He just looks at me. “How’s that back now, by the way?” he says.
“Limp’s gone, Ms. Fitch,” the fat man says.
“Where did it go? I wonder,” says the third man. Not wondering. Knowing. Knowing exactly. I think of Briana dragging my dead leg today in the theater. Her bloodless face slicked with sweat. Her once bright eyes dark as death.
They smile at me. “Or maybe that physical therapy finally paid off in the end.”
Mark falling forward in his chair. His pale face. My face twitching with a smile as I stood over him on suddenly straight legs.
“He was hurting me,” I shout. “It was self-defense.”
They appear to look solemn now. The fat man cries for me. The middling man looks at me with watery eyes.
“Absolutely it was. And Briana needed to learn how to act, didn’t she?”
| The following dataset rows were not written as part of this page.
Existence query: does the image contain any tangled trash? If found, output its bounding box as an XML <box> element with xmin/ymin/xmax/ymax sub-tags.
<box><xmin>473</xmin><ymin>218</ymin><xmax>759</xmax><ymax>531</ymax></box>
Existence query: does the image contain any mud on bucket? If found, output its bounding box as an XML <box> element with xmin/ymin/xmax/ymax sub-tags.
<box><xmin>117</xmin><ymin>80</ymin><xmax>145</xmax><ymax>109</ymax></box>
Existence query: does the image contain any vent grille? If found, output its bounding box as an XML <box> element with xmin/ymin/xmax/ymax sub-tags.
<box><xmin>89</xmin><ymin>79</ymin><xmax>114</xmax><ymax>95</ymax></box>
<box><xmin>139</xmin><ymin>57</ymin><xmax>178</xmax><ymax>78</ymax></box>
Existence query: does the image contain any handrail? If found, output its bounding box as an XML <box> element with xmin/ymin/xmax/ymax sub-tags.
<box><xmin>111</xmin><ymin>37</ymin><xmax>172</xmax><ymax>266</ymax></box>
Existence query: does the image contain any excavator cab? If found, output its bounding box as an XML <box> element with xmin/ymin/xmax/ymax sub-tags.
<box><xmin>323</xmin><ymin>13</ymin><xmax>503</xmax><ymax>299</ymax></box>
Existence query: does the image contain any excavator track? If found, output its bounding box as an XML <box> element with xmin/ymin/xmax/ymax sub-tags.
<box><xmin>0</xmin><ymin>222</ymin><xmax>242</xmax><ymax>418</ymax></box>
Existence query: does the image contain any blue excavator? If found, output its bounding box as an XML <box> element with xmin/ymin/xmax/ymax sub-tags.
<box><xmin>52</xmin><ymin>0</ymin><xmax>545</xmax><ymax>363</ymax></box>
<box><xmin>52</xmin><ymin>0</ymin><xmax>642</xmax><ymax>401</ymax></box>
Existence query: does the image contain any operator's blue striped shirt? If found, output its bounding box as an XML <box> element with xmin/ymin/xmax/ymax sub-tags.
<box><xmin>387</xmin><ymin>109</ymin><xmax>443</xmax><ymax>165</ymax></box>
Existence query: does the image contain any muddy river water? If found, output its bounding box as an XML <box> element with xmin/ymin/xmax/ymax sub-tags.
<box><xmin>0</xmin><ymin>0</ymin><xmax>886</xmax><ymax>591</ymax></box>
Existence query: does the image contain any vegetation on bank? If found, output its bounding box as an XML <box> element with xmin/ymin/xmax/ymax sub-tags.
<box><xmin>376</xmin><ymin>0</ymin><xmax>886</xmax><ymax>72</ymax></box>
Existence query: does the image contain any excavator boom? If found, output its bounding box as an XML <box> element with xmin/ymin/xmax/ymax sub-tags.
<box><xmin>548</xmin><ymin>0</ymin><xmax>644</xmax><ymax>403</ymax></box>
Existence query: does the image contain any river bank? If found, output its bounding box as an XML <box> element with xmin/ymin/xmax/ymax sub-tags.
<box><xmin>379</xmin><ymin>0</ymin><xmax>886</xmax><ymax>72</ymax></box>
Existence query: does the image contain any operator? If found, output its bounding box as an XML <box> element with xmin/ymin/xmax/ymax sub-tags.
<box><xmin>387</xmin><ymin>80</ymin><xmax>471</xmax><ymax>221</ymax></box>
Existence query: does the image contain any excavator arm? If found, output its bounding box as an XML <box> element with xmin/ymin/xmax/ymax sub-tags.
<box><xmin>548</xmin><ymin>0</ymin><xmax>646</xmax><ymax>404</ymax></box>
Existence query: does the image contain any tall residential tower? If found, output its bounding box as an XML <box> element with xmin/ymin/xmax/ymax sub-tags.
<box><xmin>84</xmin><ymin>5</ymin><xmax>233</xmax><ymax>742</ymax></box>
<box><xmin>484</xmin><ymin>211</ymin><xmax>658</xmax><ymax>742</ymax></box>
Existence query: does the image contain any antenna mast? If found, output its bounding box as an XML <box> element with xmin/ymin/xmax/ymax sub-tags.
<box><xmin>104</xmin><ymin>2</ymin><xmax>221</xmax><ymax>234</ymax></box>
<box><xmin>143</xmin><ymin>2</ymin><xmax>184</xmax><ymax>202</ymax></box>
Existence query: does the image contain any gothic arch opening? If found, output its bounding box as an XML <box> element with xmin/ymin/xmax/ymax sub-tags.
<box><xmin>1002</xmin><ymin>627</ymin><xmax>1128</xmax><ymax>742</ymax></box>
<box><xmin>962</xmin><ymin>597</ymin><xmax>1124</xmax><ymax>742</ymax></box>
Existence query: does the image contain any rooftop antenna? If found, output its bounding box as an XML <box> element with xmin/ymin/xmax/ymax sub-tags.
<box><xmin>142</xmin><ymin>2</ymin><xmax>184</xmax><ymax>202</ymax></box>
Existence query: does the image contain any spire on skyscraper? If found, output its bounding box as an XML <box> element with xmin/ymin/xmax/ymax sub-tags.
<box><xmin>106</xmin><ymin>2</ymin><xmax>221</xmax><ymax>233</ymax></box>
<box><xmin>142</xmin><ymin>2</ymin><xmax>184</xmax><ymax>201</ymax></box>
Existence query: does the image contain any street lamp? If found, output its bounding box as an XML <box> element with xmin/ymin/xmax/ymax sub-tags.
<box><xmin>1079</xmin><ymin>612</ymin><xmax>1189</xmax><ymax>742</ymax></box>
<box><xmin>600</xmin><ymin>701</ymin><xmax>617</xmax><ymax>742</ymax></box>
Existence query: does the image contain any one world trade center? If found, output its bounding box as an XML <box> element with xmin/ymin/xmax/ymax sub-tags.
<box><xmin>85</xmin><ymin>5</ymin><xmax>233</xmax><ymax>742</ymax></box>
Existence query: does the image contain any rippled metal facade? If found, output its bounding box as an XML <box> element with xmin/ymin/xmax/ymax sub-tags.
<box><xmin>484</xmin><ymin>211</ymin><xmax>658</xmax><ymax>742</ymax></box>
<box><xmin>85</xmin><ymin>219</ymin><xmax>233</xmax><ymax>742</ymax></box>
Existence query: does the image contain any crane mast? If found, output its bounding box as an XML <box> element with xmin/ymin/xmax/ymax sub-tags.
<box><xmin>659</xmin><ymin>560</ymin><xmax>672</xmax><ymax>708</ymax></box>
“You could say you gave her a gift.”
“Your gift.”
I look down at the rose again. The pads of my fingers pressed into the thorns. Bleeding, but I feel nothing, nothing.
“Look at you back on your feet. Doing all this good. Making people feel. That’s the work of the theater. All’s well that ends well, am I right?”
They look at me. Bloodless faces smiling, smiling, beneath the red lights. Eyes shining with mirth. My patrons. I feel fear. Bright fear.
“Why are you helping me like this? What do you want?”
They go back to their games. The thin man is about to strike the fat man, who braces himself. The middling man takes a shot. I watch all the balls go sinking into the holes.
“What do you want?” I ask again. “From me. What’s the cost?”
They turn to me now. The fat man and the third man stop. The middling man looks at me casually.
“We just want to see a good show, Ms. Fitch. Just put on a good show.”
“A good show. That’s all?” My turn to laugh now. Can’t be. Can’t be all. “There must be something else. You must want something else.”
“What else could there possibly be, Ms. Fitch?”
My soul? My life? I look down at the rose. It’s rotted. Turned the color gray in my hands. The red petals are black, dried up, the stem shriveled. I look up, horror in my heart, ready to accuse them, ready to cry—
And then I see her. Standing at the foot of the staircase, her hand gripping the rail. Behind her just one flight of stairs. An open door that leads right to the bar. I can see the bartender who directed me down here. Still standing behind the bar, polishing his dirty glass that will remain dirty for time eternal.
“Grace?”
She stares at me, still holding the rotted rose in my hand. Like she’s never seen me before.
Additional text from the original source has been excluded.